Spain 1881 – France 1973
[Grande nature morte] 1917
oil on canvas
canvas 87.0 (h) x 116.0 (w) cm
Musée d'Orsay, Paris , Jean Walter and Paul Guillaume collection
© RMN / Hervé Lewandowski
Each generation of Cézanne devotees interprets his art in a different light. Picasso was one of many artists who claimed a direct artistic descendancy from Cézanne. (He was like ‘our father’, Picasso was later to recall.) Other followers had been Gauguin, the Nabis and, later, Henri Matisse and the Fauves, and George Braque and the Cubists. By 1906 Cézanne’s influence was ‘everywhere’, according to Picasso, in one of his rare published comments on the master’s influence: ‘The art of composition, of the opposition of forms and of rhythms of colours was rapidly becoming commonplace.’1
A major retrospective of Cézanne’s work held in October 1907 at the Salon d’Automne furthered the older artist’s authority on a younger generation. Each artist had interpreted Cézanne in their own way and harnessed his lessons in their own artistic development. In Picasso’s case, the effect was profound, his response dramatic. Beginning with reinterpretations of Cézanne’s bathers, Picasso went on to explore that other great motif of the older artist—the still-life. Adopting Cézanne’s spatial ploy of tilting the picture plane towards the viewer, Picasso was able to more fully understand the volume of his subject.

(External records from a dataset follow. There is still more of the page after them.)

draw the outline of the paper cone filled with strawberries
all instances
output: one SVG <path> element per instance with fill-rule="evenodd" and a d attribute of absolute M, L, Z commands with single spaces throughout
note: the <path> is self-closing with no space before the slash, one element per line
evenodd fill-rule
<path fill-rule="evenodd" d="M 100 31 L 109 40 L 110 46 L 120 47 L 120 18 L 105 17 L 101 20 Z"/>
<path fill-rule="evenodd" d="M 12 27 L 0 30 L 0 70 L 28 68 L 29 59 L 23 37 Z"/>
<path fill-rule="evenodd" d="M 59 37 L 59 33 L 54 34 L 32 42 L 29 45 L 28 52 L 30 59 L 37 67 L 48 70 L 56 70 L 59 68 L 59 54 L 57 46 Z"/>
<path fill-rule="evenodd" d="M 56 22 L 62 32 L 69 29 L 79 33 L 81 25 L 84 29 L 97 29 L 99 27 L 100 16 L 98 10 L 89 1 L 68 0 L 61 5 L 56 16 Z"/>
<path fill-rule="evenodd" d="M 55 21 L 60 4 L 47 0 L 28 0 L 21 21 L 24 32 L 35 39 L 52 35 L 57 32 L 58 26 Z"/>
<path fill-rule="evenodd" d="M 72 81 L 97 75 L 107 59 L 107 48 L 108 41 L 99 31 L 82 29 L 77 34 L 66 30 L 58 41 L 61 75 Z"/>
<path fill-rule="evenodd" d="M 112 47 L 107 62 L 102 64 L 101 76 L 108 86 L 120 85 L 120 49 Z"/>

In his early Cubist phase and under the influence of Cézanne, Picasso (along with Braque) revealed the depth of a subject by depicting its different planes and adopting Cézanne’s painting technique of laying down hatched brushstrokes of paint. In this way, the radical young Cubists broke down the tradition of three-dimensional space and replaced it with the depiction of a subject from multiple viewpoints.
In his later Cubist explorations, Picasso went on to dissect his own process. In Large still-life he has taken Cézanne’s favoured still-life motifs—a wine bottle, a glass, a flask and a fruit bowl—extracted these individual elements, destroyed them, and then reconfigured them. Taking yet another favourite object from Cézanne’s repertoire, the table, Picasso has cropped it just as Cézanne would, but let it hover in space within the canvas. The table and its contents are tilted towards the viewer in the manner of Cézanne—but it is as if Picasso has pulled them to pieces and then returned them to their tabletop in a new and radically distorted appearance.
Text © National Gallery of Australia, Canberra 2009
From Masterpieces from Paris: Van Gogh, Cézanne, Gauguin and beyond Post-Impressionism from the Musée d'Orsay exhibition book, National Gallery of Australia, Canberra 2009
- Quoted in John Elderfield, ‘Picasso’s extreme Cézanne’, in Cézanne and beyond, Philadelphia: Philadelphia Art Museum 2009, p. 213. This essay provides both a masterful summary and interpretation of the influence of the older artist on Picasso.